Dengan begitu, data yang direduksi akan memberikan gambaran yang
lebih jelas. Dalam penelitian ini, peneliti memfokuskan pada
pemanfaatan koleksi e-book yang dilakukan oleh pemustaka
Analisis data dimulai dengan melakukan wawancara mendalam dengan
informan. Oleh sebab itu narasumber yang dipilih sangat selektif untuk
mendapatkan hasil analisis yang lebih valid dan terfokus. Setelah melakukan
wawancara, peneliti akan membuat transkip hasil wawancara dengan cara
memutar kembali rekaman wawancara kemudian menuliskan kata- kata yang
44
sesuai dengan apa yang ada direkaman tersebut.

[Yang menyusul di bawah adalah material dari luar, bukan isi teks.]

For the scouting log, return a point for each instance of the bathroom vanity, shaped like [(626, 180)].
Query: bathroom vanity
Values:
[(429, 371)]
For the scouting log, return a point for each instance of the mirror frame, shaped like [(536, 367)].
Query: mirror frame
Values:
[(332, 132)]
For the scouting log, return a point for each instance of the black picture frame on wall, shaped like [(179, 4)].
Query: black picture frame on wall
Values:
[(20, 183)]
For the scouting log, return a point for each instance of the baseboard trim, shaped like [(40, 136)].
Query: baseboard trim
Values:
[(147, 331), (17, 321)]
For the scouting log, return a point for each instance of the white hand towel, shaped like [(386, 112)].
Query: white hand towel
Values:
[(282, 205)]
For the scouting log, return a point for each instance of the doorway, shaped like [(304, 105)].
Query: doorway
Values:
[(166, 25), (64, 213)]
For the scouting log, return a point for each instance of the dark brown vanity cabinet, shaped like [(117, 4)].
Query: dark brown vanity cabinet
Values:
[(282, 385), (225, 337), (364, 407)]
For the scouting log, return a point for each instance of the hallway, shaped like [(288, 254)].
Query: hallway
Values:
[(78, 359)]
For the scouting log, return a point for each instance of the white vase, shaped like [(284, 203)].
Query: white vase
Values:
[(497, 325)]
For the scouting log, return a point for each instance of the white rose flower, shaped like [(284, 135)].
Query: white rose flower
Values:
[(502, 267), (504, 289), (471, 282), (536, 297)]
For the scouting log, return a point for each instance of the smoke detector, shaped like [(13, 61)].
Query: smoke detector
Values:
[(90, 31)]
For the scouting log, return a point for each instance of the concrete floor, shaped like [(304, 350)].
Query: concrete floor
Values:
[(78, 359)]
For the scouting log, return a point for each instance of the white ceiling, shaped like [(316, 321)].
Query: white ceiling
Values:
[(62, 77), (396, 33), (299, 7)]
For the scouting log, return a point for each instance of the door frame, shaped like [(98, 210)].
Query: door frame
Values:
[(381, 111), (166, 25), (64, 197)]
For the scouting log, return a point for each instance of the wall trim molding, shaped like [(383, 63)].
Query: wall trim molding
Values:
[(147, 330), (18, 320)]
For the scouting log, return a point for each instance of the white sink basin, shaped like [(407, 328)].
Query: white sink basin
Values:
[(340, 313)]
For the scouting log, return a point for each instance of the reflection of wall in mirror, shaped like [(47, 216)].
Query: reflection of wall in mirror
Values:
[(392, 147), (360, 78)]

Setelah peneliti menulis hasil
wawancara ke dalam transkip, selanjutnya peneliti membuat reduksi data dengan
cara abstraksi, yaitu mengambil data yang sesuai dengan konteks penelitian dan
mengabaikan data yang tidak diperlukan.
3.7 Penyajian Hasil Analisis Data
Analisis dalam penelitian ini dilakukan dengan metode deskriptif, yaitu
suatu metode yang di gunakan untuk memperoleh gambaran dari tujuan penelitian
dengan jalan memaparkan data yang telah diperoleh di lapangan. Data yang telah
terkumpul dari hasil penelitian di lapangan berwujud kata-kata lisan maupun
tertulis. Ide ungkapan dan pandangan yang ditemukan dilapangan diklasifikasikan
untuk bagaimana pengembangan budaya kuliner dilaksanakan di Ubud melalui
pariwisata. Langkah selanjutnya adalah melakukan interpretasi terhadap data yang
telah terspesifikasi dan menghubungkan antara satu dengan yang lainnya melalui
studi dokumentasi dengan penelitian-penelitian terkait baik yang dilakukan oleh
peneliti lokal maupun internasional. Penelitian ini membandingkan dan
mendeskripsikan antara teori dengan realita lapangan sehingga mendapatkan
jawaban dan analisis yang tepat atas pokok permasalahan.